There are two forms of triage, triage sieve, which is a primary triage system and triage SALT which is a secondary triage system. At the scene, we are only probably doing primary triage until the casualties are cleared to a casualty-clearing point or casualty-clearing station. There is a standardised algorithm for this but may still need to be adopted depending upon the situation.

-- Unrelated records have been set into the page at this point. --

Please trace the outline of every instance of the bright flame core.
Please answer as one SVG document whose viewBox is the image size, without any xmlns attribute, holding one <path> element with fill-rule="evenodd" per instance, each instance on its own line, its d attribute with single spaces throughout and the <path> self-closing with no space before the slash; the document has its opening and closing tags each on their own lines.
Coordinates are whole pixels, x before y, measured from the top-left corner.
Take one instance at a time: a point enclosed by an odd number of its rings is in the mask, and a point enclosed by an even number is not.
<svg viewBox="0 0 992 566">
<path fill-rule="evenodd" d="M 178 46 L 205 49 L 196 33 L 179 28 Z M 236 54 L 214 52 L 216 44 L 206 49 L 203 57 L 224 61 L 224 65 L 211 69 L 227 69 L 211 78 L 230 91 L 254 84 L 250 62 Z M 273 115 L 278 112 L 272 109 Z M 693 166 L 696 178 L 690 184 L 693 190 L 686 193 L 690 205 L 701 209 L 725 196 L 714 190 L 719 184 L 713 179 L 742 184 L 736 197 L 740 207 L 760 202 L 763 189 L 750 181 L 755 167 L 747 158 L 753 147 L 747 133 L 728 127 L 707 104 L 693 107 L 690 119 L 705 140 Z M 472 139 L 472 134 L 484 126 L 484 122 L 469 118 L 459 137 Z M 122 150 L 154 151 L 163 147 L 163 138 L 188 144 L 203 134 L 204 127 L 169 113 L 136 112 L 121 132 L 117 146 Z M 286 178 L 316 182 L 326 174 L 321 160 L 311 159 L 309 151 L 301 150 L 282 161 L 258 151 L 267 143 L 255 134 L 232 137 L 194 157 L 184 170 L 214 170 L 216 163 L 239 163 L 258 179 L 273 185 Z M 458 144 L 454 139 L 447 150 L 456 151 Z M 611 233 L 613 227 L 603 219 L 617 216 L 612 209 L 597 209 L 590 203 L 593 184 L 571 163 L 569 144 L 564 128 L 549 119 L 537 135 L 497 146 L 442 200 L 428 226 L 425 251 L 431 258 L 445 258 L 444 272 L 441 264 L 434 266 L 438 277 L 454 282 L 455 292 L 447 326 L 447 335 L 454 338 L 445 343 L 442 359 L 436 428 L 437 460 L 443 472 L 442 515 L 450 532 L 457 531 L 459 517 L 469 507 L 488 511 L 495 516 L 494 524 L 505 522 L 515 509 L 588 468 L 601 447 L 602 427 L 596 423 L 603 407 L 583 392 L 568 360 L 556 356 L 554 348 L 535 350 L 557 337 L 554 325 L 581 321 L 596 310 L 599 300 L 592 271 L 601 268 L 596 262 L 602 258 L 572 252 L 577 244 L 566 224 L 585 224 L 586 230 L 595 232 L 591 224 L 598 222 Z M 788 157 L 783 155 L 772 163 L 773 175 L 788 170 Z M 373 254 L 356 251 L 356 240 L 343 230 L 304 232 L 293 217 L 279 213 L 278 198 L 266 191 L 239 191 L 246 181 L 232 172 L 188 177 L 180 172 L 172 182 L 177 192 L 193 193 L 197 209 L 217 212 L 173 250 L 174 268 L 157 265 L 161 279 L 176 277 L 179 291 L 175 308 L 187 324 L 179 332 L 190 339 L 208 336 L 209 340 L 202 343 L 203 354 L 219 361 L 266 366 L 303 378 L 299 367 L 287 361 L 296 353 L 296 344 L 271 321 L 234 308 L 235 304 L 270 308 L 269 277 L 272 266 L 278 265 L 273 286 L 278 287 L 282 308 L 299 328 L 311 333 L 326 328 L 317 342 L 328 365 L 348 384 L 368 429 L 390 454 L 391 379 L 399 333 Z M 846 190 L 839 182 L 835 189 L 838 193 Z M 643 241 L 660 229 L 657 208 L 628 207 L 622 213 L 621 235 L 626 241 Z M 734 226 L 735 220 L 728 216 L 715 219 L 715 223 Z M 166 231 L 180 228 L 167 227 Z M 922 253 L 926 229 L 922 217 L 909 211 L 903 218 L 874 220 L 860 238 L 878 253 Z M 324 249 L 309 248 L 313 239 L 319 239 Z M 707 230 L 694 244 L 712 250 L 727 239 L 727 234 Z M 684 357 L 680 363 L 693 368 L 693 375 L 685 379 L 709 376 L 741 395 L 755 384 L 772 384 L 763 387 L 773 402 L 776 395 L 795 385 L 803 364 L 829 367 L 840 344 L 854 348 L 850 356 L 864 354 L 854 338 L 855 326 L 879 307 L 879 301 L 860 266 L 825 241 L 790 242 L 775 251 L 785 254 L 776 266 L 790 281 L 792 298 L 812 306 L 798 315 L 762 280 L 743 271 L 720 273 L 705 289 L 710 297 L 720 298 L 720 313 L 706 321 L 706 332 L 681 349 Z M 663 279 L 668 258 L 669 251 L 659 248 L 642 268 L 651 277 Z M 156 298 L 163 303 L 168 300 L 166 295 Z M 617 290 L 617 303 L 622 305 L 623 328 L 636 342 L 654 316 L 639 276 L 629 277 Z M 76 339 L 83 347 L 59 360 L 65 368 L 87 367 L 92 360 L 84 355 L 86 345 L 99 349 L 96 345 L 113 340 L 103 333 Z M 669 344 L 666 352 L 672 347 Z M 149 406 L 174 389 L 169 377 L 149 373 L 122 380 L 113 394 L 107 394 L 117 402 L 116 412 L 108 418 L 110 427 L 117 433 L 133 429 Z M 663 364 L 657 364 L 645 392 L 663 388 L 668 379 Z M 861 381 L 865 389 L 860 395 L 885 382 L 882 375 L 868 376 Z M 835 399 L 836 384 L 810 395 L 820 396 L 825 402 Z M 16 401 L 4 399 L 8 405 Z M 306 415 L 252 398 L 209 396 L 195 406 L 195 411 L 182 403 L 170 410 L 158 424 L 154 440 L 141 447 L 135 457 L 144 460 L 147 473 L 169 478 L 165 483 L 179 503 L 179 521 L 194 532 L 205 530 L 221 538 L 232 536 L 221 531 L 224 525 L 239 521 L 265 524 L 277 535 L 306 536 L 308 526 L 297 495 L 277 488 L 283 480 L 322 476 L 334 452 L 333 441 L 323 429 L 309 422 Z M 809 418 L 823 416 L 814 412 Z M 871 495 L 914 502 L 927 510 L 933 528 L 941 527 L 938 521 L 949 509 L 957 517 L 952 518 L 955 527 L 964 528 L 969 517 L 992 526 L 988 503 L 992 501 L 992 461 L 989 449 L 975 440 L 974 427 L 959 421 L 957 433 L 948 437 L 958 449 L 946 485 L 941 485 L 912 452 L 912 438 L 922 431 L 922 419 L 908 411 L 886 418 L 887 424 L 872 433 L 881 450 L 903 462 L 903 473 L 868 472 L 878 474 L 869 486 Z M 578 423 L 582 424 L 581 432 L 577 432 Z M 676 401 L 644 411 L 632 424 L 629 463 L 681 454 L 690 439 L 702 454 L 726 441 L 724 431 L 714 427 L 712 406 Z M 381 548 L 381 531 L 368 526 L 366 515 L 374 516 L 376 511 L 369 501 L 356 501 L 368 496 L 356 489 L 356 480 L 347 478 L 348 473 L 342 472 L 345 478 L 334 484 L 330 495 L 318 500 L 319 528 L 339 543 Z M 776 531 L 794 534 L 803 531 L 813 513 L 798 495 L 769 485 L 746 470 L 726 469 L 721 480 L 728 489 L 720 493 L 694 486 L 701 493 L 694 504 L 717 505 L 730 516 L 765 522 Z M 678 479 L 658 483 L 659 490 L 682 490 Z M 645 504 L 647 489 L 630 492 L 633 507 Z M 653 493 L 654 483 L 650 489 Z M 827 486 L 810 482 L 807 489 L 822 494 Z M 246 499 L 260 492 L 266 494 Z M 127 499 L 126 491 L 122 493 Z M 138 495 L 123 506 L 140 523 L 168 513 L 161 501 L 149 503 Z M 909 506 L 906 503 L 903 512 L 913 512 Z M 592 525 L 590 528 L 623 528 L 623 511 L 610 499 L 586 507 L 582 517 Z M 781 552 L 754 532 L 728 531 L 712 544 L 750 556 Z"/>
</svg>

  • Are the casualties walking? If the answer to that is yes, they are priority three casualties.
  • Does the casualty have any catastrophic haemorrhage? By catastrophic haemorrhage, we do mean pumping, splurting blood from an artery or limb, in which case you need to stop that catastrophic haemorrhage by applying a tourniquet and they become a P1 casualty.
  • Is the casualty breathing? Actually, we have this gentleman here, who doesn't appear to be breathing. Simply opening the airway, by either doing a head-lift chin tilt.
  • Does the casualty start to breathe? If the answer to that question is no, then in a major incident scenario, the casualty is dead. That does not apply to normal incidents where you would actually start basic life support and other forms of resuscitation but when you have a large number of casualties, we don't invest in that. If we open the airway, the casualty doesn't breathe, the casualty is dead. If the casualty does breathe and he's unconscious, we need to move him to a recovery position, if it's possible to do so and he becomes a priority one patient. If the casualty is unconscious, or not unconscious, we are going to look at the respiratory rate. And if it's below 10 or above 30, we are going to consider that abnormal and they are going to become a P1 patient. Now, this is a technical point. You don't need to take the pulse for the full 60 seconds. It's often done better by just assessing the breathing for 15 seconds timing by four to give you the respiratory rate nor does it need to be exact in some cases. If this casualty was really breathing rapidly, and you can tell at first glance that it was rapid breathing, it was probably over 30 then that's a perfectly acceptable way of doing it when you're dealing with primary triage. If the respiratory is between the two, in other words between 10 and 29, we are going to consider that normal we are going to move on and we are going to look at the casualty's circulation in terms of their pulse rate. If the pulse rate is over 120, we are going to consider that abnormal, making them a P1 casualty. If it's under 120, we are going to consider that to be a P2.

So as you go through the algorithm, which is set out and is now a national standard for most ambulance services, well, all ambulance services in the United Kingdom, it's a very easy thing to follow. It doesn't really matter how good a clinician you are, the easiest thing to do is take your triage algorithm out, put your finger on it, follow it and when it comes to a conclusion, stop. Label the casualty up appropriately and then move on to the next patient. You shouldn't be spending much more than 90 seconds at a time on each casualty in a major incident scenario when you are doing primary triage, which will have included the tourniquet or any other essential interventions that have to be carried out as dictated by the algorithm. Sometimes you won't have access to the casualty. We can see here that we have a couple of boots sticking out and we have a couple of arms sticking out. So we have got casualties entrapped and we cannot see the whole casualty. So, it is very difficult to apply this algorithm to these patients. If you are close enough and you can reach, you can probably take a pulse and what you are actually looking for here is are they alive or are they dead?

Because if there is no pulse, then there is no point in wasting any more time. Now you need to move on and find the next live casualty. If you cannot get access to them, let's say these were higher up in the rock face when actually there are other methods of triaging. So, a thermal imaging camera borrowed from the fire brigade will give you heat recognition. And clearly, if there is no heat recognition, then the casualty is dead, you do not need to worry that you can move on and find other casualties. So triage may have to be adopted despite the fact that we have a national standard for doing it. And you are going to have to work out what is going to be the best for your scenario. One of the reasons I like to go in and say, "If you are injured and you can walk, come to me," is actually am clearing those people who are able to move out of my way as quickly as possible, because actually, it is the people that can move and can talk which will be the biggest nuisance to you on the scene. So actually it is easy to get them away, corral them somewhere else, get them treated. So you can then concentrate on the people that are in fact, the higher priority as left behind in terms of the entrapped P1s and P2 casualties.